Auto-Generated Insights: AI-Driven Data Discovery

Auto-Generated Insights: AI-Driven Data Discovery

Auto-generated insights use AI to automatically discover patterns, anomalies, and trends in your data. This guide covers building insight generation systems.

Types of Automated Insights

from enum import Enum
from dataclasses import dataclass
from typing import List, Dict, Optional

class InsightType(Enum):
    TREND = "trend"  # Changes over time
    ANOMALY = "anomaly"  # Unusual values
    CORRELATION = "correlation"  # Relationships
    DISTRIBUTION = "distribution"  # Data shape
    COMPARISON = "comparison"  # Segment differences
    DRIVER = "driver"  # Contributing factors

@dataclass
class Insight:
    type: InsightType
    title: str
    description: str
    importance: float  # 0-1
    data_points: List[Dict]
    visualization: Optional[Dict] = None
    actions: Optional[List[str]] = None

Insight Generation Engine

import numpy as np
import pandas as pd
from scipy import stats
from typing import List, Dict
import anthropic

class InsightEngine:
    """Generate insights automatically from data"""

    def __init__(self):
        self.client = anthropic.Anthropic()

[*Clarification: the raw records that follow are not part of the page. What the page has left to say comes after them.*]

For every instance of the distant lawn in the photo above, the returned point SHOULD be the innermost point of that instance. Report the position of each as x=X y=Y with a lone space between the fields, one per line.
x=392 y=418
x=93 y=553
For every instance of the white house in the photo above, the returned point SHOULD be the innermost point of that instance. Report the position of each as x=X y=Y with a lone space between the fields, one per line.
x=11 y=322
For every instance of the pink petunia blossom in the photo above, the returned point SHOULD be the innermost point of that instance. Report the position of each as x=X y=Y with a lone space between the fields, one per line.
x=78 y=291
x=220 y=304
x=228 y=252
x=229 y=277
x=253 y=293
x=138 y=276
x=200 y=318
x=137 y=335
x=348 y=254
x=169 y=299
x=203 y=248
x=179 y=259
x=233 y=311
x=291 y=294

    def generate_insights(
        self,
        df: pd.DataFrame,
        metric_columns: List[str],
        dimension_columns: List[str],
        date_column: Optional[str] = None
    ) -> List[Insight]:
        """Generate all types of insights from dataframe"""

        insights = []

        # Trend insights
        if date_column:
            insights.extend(
                self._find_trends(df, metric_columns, date_column)
            )

        # Anomaly insights
        insights.extend(
            self._find_anomalies(df, metric_columns)
        )

        # Correlation insights
        insights.extend(
            self._find_correlations(df, metric_columns)
        )

        # Distribution insights
        insights.extend(
            self._find_distribution_insights(df, metric_columns)
        )

        # Comparison insights
        for dim in dimension_columns:
            insights.extend(
                self._find_comparisons(df, metric_columns, dim)
            )

        # Driver analysis
        for metric in metric_columns:
            insights.extend(
                self._find_drivers(df, metric, dimension_columns)
            )

        # Rank and return top insights
        insights.sort(key=lambda x: x.importance, reverse=True)
        return insights[:10]  # Top 10 insights

    def _find_trends(
        self,
        df: pd.DataFrame,
        metrics: List[str],
        date_col: str
    ) -> List[Insight]:
        """Identify significant trends"""

        insights = []

        for metric in metrics:
            # Group by date and calculate trend
            trend_df = df.groupby(date_col)[metric].sum().reset_index()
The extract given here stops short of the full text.